The UNIQUE function in Excel is a powerful tool that allows you to extract unique values from a range or array. This function is particularly useful when you want to remove duplicates or identify distinct values in your data. In this article, we will explore the various applications of the UNIQUE function and provide examples to help you understand its functionality.
Table of Contents
- The arguments of the UNIQUE function
- Examples of using the UNIQUE function
- The difference between unique and distinct
- UNIQUE linked to an Excel table
- UNIQUE across multiple columns
- Using UNIQUE across columns
- Combining UNIQUE with SORT in a data validation list
- Simple formula-based Pivot Report
The Arguments of the UNIQUE Function
The UNIQUE function in Excel has three arguments:
array argument specifies the range or array from which you want to extract unique values. The
[by_col] argument is optional and determines whether the comparison should be done by row or by column. If omitted, it defaults to comparing by row. The
[exactly_once] argument is also optional and determines whether the function should return only the items that appear once or a distinct list of all items. If omitted, it defaults to returning a distinct list.
Examples of Using the UNIQUE Function
Let's explore some examples to understand how the UNIQUE function works in different scenarios.
Example 1 - The Difference Between Unique and Distinct
In this example, we have a list of names in column B, and we want to extract the unique values. The formula in cell C3 is
=UNIQUE(B3:B10). Since we haven't used the
[exactly_once] argument, the function returns a distinct list of names that appear in the range.
Example 2 - UNIQUE Linked to an Excel Table
In this example, we have an Excel table named "tblExam" with a column named "First." We want to extract the unique values from this column. The formula in cell G3 is
=UNIQUE(tblExam[First]). The UNIQUE function automatically expands to include new values added to the table.

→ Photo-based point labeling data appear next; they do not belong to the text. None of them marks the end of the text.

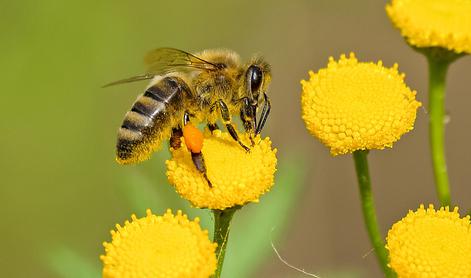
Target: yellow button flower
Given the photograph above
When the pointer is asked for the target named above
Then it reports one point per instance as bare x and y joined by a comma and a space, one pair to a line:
353, 106
159, 246
433, 23
431, 243
237, 176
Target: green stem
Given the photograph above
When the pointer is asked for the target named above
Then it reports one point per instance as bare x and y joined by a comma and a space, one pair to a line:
437, 77
369, 214
222, 221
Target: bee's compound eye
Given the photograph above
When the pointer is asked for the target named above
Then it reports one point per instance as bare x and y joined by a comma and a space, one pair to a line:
255, 78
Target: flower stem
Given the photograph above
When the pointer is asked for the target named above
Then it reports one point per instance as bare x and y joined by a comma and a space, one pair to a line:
222, 221
437, 77
369, 214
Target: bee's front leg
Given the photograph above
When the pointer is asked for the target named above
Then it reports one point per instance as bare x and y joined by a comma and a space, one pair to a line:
248, 115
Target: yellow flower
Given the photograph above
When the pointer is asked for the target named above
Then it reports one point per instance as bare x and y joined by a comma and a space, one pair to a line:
353, 106
431, 243
159, 246
237, 176
433, 23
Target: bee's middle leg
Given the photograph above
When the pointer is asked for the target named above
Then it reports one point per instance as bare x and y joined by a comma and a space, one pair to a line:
212, 127
175, 139
226, 117
196, 156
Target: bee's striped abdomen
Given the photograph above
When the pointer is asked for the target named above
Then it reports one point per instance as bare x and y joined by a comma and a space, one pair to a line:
150, 120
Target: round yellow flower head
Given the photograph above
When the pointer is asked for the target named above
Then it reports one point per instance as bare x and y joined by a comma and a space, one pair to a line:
159, 246
431, 243
237, 177
433, 23
353, 106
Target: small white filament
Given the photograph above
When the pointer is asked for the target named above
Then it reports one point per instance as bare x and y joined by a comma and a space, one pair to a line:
285, 262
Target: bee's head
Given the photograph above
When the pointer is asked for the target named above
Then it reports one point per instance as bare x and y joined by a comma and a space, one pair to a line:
258, 77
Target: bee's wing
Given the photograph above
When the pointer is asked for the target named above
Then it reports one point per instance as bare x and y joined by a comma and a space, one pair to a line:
165, 60
130, 79
161, 61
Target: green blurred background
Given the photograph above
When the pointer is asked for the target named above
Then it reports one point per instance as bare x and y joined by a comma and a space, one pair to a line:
61, 191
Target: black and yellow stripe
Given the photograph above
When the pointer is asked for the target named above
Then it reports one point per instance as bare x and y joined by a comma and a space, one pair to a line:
150, 119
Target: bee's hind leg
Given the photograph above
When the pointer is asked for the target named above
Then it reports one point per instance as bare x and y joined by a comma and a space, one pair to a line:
175, 139
212, 127
189, 132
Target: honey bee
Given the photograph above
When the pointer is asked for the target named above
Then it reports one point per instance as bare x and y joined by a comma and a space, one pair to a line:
192, 88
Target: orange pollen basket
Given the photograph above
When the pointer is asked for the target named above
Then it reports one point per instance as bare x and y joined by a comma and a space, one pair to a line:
193, 138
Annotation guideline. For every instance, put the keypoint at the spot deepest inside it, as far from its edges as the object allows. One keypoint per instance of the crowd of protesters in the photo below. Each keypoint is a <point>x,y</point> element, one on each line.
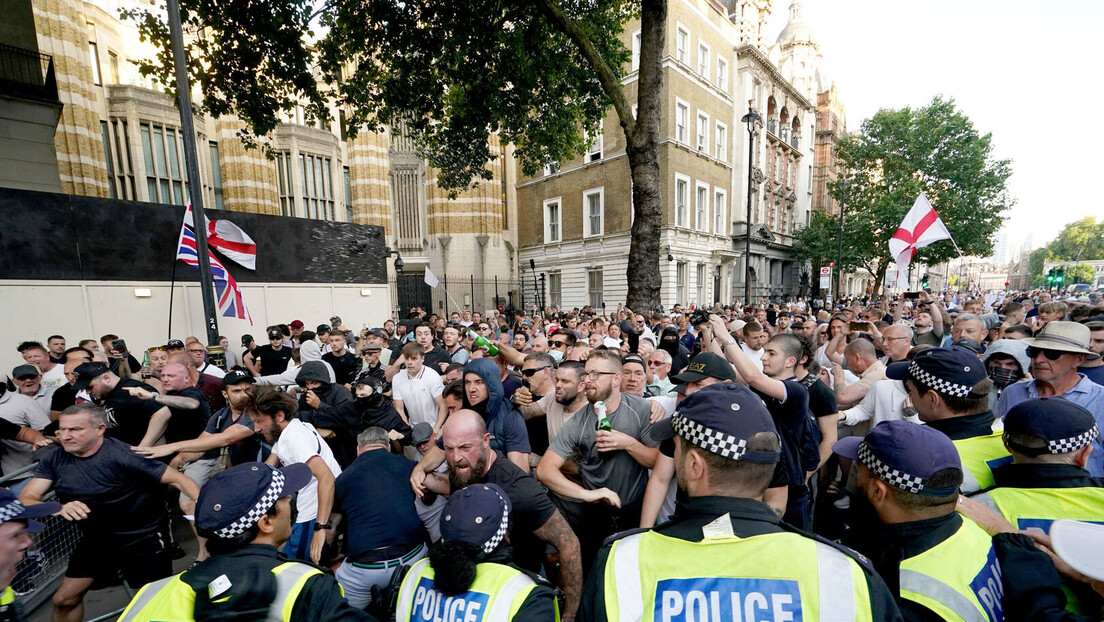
<point>924,439</point>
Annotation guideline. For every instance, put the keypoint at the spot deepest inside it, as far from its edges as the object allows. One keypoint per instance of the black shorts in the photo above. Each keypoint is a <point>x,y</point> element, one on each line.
<point>141,559</point>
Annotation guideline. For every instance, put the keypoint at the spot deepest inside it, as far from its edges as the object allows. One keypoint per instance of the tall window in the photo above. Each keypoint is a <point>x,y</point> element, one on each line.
<point>284,183</point>
<point>701,207</point>
<point>94,54</point>
<point>317,187</point>
<point>720,210</point>
<point>701,284</point>
<point>680,283</point>
<point>702,132</point>
<point>703,60</point>
<point>215,176</point>
<point>555,288</point>
<point>722,141</point>
<point>594,287</point>
<point>681,196</point>
<point>348,188</point>
<point>161,149</point>
<point>552,223</point>
<point>681,122</point>
<point>593,212</point>
<point>107,157</point>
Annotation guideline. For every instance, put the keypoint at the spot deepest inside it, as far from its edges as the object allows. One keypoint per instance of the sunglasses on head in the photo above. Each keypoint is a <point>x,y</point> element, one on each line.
<point>1052,355</point>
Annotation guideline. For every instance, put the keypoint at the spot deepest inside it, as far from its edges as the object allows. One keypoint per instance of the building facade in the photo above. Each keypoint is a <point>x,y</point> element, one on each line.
<point>119,137</point>
<point>576,217</point>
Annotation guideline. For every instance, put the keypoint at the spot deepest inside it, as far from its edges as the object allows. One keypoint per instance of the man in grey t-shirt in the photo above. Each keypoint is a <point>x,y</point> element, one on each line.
<point>613,465</point>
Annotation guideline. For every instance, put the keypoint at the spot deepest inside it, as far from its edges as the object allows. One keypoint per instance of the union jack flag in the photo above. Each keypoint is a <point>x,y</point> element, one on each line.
<point>227,296</point>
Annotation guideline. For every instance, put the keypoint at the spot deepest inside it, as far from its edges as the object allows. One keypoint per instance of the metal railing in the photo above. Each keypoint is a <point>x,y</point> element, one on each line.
<point>27,73</point>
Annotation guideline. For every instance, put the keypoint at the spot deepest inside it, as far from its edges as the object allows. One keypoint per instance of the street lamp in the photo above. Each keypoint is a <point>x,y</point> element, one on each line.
<point>839,251</point>
<point>751,118</point>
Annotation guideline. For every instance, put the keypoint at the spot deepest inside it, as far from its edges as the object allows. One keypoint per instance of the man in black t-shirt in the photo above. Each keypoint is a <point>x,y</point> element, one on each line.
<point>533,517</point>
<point>269,359</point>
<point>128,417</point>
<point>115,496</point>
<point>346,365</point>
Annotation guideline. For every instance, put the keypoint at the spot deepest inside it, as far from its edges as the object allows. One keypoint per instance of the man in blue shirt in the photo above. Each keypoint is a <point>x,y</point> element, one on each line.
<point>1055,352</point>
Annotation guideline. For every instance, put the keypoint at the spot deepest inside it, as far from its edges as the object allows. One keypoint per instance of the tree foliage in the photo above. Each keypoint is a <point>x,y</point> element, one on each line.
<point>534,74</point>
<point>897,155</point>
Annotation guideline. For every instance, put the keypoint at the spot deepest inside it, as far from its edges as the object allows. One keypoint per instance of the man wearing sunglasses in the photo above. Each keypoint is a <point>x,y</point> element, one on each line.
<point>1055,352</point>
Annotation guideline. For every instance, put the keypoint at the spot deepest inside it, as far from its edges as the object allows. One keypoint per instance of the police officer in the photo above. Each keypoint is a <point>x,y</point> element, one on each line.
<point>940,566</point>
<point>1050,440</point>
<point>725,555</point>
<point>245,513</point>
<point>468,575</point>
<point>949,389</point>
<point>16,529</point>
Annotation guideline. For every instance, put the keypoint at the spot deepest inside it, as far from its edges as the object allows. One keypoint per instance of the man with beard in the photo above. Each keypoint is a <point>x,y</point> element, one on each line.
<point>273,413</point>
<point>721,556</point>
<point>533,517</point>
<point>227,428</point>
<point>614,464</point>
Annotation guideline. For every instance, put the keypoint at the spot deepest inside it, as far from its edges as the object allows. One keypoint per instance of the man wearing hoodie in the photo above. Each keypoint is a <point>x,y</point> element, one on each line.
<point>1006,362</point>
<point>329,407</point>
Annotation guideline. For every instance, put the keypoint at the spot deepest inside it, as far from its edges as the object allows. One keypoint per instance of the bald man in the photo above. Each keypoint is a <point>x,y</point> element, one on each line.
<point>861,360</point>
<point>533,518</point>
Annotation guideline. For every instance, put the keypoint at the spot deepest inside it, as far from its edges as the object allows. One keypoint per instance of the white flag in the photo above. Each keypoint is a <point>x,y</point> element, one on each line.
<point>921,227</point>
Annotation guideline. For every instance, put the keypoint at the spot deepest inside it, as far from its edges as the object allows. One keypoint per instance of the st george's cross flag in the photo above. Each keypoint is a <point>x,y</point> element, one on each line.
<point>921,227</point>
<point>227,296</point>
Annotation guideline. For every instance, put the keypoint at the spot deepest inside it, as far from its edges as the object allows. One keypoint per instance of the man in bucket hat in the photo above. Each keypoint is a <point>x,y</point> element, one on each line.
<point>725,554</point>
<point>1055,352</point>
<point>246,515</point>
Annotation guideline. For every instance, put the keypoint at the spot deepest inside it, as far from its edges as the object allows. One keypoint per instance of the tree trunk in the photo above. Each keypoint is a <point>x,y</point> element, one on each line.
<point>643,151</point>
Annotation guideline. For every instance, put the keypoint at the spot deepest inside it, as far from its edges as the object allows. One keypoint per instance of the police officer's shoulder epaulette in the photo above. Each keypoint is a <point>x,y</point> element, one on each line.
<point>861,559</point>
<point>621,535</point>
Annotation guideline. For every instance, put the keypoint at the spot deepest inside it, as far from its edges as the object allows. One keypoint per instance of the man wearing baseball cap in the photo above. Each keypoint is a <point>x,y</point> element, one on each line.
<point>1055,352</point>
<point>949,389</point>
<point>937,565</point>
<point>245,513</point>
<point>726,555</point>
<point>468,573</point>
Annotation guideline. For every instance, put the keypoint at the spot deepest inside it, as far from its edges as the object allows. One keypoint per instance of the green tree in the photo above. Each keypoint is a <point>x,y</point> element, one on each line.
<point>532,74</point>
<point>897,155</point>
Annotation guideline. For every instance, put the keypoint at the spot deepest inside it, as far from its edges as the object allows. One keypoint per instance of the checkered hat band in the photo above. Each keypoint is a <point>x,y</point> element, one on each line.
<point>11,509</point>
<point>708,439</point>
<point>1072,444</point>
<point>887,473</point>
<point>266,501</point>
<point>502,527</point>
<point>938,383</point>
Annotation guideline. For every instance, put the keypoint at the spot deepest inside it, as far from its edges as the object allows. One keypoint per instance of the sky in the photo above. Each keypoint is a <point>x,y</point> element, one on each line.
<point>1027,72</point>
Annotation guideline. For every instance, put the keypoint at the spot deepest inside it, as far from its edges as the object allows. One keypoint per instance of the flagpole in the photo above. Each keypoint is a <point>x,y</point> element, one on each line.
<point>194,185</point>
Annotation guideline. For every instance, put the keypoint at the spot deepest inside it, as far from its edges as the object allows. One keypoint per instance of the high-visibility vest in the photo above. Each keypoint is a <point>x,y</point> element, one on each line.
<point>172,600</point>
<point>496,594</point>
<point>958,579</point>
<point>1037,508</point>
<point>979,456</point>
<point>781,576</point>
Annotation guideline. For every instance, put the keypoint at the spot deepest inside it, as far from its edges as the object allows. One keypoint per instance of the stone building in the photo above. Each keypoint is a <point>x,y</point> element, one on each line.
<point>119,136</point>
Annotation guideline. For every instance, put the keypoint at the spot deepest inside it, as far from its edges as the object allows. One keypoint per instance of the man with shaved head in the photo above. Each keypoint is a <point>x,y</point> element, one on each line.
<point>533,517</point>
<point>861,360</point>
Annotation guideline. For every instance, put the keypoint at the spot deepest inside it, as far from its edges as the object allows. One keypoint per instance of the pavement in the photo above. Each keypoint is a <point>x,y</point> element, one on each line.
<point>102,602</point>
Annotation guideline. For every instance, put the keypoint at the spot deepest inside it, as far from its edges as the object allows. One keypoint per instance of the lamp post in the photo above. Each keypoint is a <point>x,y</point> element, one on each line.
<point>751,118</point>
<point>839,250</point>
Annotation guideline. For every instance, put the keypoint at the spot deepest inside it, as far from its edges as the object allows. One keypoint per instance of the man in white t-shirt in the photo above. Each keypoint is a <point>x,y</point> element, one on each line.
<point>417,390</point>
<point>273,415</point>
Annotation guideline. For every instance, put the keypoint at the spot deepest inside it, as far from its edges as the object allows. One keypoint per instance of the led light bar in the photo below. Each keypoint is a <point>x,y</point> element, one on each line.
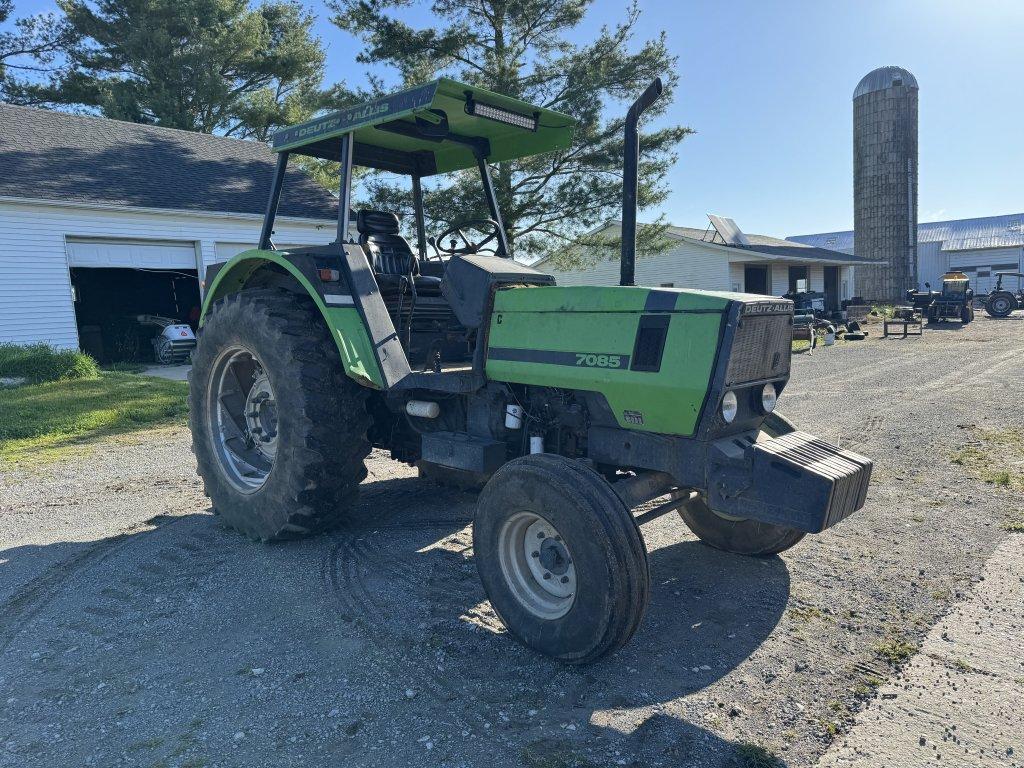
<point>489,112</point>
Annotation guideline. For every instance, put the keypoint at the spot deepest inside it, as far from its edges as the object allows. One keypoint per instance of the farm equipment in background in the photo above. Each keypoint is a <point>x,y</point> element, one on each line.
<point>807,302</point>
<point>953,302</point>
<point>175,342</point>
<point>1001,301</point>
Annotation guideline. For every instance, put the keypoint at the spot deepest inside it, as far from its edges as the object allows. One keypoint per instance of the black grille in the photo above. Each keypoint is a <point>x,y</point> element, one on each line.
<point>761,348</point>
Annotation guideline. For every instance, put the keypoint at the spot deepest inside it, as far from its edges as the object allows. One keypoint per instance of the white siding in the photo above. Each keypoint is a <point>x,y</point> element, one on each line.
<point>779,279</point>
<point>35,283</point>
<point>735,276</point>
<point>933,262</point>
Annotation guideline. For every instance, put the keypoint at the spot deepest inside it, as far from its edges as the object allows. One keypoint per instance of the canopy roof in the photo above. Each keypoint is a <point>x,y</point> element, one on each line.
<point>432,128</point>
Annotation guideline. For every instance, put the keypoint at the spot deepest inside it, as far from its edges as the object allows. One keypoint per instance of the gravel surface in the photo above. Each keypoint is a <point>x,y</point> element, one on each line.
<point>135,631</point>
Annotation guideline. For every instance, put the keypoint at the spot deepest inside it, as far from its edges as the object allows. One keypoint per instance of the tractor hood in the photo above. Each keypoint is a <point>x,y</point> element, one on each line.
<point>625,299</point>
<point>658,356</point>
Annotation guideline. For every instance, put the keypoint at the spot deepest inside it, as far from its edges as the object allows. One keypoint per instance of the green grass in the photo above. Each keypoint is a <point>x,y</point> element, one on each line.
<point>42,421</point>
<point>39,363</point>
<point>756,756</point>
<point>994,457</point>
<point>895,650</point>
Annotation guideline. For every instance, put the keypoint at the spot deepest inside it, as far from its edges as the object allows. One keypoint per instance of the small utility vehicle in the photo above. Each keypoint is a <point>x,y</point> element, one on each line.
<point>574,406</point>
<point>954,301</point>
<point>1000,302</point>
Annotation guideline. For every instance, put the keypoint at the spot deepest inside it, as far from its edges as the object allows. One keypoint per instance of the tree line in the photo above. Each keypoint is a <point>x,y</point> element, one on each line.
<point>244,70</point>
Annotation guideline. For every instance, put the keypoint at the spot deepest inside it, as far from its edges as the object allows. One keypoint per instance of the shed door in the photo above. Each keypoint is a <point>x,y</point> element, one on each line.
<point>132,254</point>
<point>756,280</point>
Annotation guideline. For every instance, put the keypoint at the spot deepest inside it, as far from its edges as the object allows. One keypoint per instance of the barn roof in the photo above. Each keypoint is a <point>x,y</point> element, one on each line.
<point>55,156</point>
<point>960,235</point>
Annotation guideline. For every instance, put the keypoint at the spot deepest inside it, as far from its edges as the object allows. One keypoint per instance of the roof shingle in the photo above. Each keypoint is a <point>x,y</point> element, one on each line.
<point>54,156</point>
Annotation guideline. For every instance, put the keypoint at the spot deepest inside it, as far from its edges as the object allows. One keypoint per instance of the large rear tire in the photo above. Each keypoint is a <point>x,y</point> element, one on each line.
<point>742,537</point>
<point>1000,304</point>
<point>279,430</point>
<point>560,558</point>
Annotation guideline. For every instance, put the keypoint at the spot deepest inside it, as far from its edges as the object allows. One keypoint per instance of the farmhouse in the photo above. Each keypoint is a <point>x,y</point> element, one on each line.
<point>102,220</point>
<point>721,258</point>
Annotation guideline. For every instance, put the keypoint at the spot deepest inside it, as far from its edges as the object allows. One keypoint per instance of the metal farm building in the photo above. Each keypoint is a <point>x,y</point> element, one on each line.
<point>978,247</point>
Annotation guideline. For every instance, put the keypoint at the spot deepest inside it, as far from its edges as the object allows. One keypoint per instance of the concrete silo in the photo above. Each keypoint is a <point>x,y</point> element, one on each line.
<point>885,182</point>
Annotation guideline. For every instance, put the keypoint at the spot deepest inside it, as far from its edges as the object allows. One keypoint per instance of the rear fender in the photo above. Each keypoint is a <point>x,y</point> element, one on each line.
<point>298,271</point>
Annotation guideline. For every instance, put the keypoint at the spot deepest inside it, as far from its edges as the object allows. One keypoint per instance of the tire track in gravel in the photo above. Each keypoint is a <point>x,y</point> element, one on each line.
<point>18,610</point>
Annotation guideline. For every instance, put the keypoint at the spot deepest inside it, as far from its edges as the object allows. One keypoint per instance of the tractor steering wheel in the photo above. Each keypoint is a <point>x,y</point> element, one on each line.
<point>455,233</point>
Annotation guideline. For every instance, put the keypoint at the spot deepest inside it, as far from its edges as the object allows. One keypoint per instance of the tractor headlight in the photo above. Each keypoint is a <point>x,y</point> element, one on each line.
<point>729,407</point>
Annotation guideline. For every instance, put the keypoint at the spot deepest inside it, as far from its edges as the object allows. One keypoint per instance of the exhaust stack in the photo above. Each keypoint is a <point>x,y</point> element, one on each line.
<point>631,161</point>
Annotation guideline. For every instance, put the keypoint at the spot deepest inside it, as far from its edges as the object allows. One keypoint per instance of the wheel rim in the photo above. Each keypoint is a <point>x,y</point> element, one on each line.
<point>243,419</point>
<point>537,565</point>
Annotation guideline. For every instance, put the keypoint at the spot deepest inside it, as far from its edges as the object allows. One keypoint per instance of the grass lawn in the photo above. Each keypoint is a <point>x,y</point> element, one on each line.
<point>42,421</point>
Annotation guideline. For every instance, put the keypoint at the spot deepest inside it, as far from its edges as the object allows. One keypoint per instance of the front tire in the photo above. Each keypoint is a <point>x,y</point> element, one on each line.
<point>279,430</point>
<point>560,558</point>
<point>742,537</point>
<point>1000,304</point>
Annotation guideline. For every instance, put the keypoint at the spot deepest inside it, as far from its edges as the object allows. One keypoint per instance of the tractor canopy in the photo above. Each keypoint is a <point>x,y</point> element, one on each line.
<point>433,128</point>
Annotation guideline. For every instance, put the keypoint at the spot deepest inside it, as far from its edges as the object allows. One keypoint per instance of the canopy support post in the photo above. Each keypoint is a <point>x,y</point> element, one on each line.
<point>488,193</point>
<point>421,229</point>
<point>265,243</point>
<point>344,186</point>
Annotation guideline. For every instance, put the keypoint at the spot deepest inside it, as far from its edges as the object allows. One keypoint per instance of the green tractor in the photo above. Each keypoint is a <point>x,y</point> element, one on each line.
<point>571,407</point>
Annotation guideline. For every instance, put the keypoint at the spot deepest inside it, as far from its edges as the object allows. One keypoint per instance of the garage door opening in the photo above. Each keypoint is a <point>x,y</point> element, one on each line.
<point>109,302</point>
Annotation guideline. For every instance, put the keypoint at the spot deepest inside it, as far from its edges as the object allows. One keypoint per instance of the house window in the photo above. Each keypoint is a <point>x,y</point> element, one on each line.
<point>798,273</point>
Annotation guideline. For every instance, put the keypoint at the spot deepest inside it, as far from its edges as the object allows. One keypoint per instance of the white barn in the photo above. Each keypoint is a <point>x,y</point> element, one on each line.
<point>978,247</point>
<point>101,219</point>
<point>698,258</point>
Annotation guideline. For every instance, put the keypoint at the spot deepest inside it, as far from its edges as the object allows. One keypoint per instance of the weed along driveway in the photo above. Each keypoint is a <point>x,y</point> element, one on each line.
<point>134,630</point>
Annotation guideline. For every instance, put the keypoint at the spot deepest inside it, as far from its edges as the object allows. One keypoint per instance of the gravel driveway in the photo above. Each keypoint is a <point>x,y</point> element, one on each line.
<point>135,631</point>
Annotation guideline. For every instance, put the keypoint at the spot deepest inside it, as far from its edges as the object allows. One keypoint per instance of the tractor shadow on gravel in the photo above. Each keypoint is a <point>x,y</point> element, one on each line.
<point>398,614</point>
<point>407,577</point>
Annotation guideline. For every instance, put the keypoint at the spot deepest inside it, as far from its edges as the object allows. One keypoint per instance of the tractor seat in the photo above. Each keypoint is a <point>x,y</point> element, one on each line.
<point>390,254</point>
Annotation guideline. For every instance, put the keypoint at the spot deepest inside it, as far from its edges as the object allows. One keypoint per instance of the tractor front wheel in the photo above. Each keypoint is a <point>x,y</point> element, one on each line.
<point>1000,304</point>
<point>740,536</point>
<point>279,430</point>
<point>560,558</point>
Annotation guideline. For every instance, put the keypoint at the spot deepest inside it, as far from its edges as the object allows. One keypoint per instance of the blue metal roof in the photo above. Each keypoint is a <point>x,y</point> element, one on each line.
<point>961,235</point>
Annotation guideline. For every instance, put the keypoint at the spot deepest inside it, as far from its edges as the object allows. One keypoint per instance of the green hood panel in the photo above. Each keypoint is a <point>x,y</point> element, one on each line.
<point>611,299</point>
<point>586,339</point>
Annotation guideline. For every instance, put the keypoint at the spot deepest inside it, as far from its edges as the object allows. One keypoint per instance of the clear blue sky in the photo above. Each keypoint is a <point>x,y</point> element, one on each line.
<point>768,85</point>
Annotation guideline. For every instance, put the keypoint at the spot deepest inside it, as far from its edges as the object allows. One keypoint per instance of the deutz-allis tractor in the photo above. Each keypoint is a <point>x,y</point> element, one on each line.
<point>574,406</point>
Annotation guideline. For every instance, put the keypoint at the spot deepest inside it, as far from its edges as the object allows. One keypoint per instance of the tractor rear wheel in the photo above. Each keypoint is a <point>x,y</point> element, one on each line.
<point>560,558</point>
<point>736,535</point>
<point>279,430</point>
<point>1000,304</point>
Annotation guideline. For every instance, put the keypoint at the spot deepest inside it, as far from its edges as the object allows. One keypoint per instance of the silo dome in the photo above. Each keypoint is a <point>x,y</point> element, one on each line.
<point>885,77</point>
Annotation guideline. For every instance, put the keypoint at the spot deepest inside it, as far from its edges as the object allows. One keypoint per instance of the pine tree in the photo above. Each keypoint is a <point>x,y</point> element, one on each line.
<point>28,48</point>
<point>520,48</point>
<point>211,66</point>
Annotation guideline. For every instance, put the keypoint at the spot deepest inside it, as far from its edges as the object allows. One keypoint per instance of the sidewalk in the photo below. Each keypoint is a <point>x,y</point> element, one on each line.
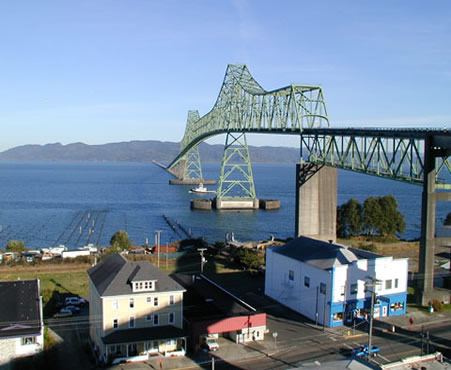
<point>415,318</point>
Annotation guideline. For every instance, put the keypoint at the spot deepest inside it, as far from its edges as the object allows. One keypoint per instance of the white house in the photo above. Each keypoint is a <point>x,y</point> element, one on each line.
<point>326,282</point>
<point>21,324</point>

Example 3 - UNIQUE Across Multiple Columns
The UNIQUE function is not limited to a single column; it can also assess the unique combination of multiple columns. In Method 1, we include both the First and Last name columns in the array:
=UNIQUE(B3:C10). This returns a unique list with both columns included. In Method 2, we concatenate the columns before applying the UNIQUE function:
=UNIQUE(B3:B10&" "&C3:C10). This returns a single column of unique values.
Example 4 - Using UNIQUE Across Columns
By default, Excel assumes that the UNIQUE function should be applied to a vertical list. However, it can also work on a horizontal list. In this example, we have a horizontal list in cells D2:I2, and we want to extract the unique values. The formula in cell K3 is
=UNIQUE(D2:I2,TRUE), where the
[by_col] argument is set to TRUE to indicate that the data is in a horizontal format. We can use the TRANSPOSE function to convert the horizontal list to a vertical list if needed.
Example 5 - Combining UNIQUE with SORT in a Data Validation List
In this example, we combine the UNIQUE and SORT functions to create a sorted, unique list for use in a data validation drop-down list. The formula in cell G3 is
=SORT(UNIQUE(C3:C10&", "&B3:B10)), where we concatenate the Last and First names and then sort the resulting list alphabetically. We can use the spill range reference
G3# as the source for the data validation list.
Example 6 - Simple Formula-Based Pivot Report
In this final example, we demonstrate how to create a simple Pivot Report using the UNIQUE function combined with other common functions. The formula in cell G3 is
=UNIQUE(E3:E10), which returns the unique values in the Pass/Fail column. The formula in cell H2 is
=TRANSPOSE(UNIQUE(D3:D10)), which switches the output of UNIQUE from rows to columns. Finally, the formula in cell H3 is
=COUNTIFS(E3:E10,G3#,D3:D10,H2#), which uses the # references to automatically spill the results based on the dependent cells.
The UNIQUE function in Excel is a powerful tool for extracting unique values from a range or array. It can be used in various scenarios, such as removing duplicates, identifying distinct values, and creating dynamic reports. By understanding the arguments and examples provided in this article, you can leverage the UNIQUE function to enhance your data analysis and reporting capabilities in Excel.
Note: The examples and explanations provided in this article are based on the functionality of the UNIQUE function in Excel. Please ensure that you have the appropriate version of Excel (Microsoft 365, Excel Online, or Excel 2021) to use this function.
*This article is intended to provide a comprehensive guide to using the UNIQUE function in Excel. It is written in a clear and concise manner to help readers understand the concepts and apply them effectively.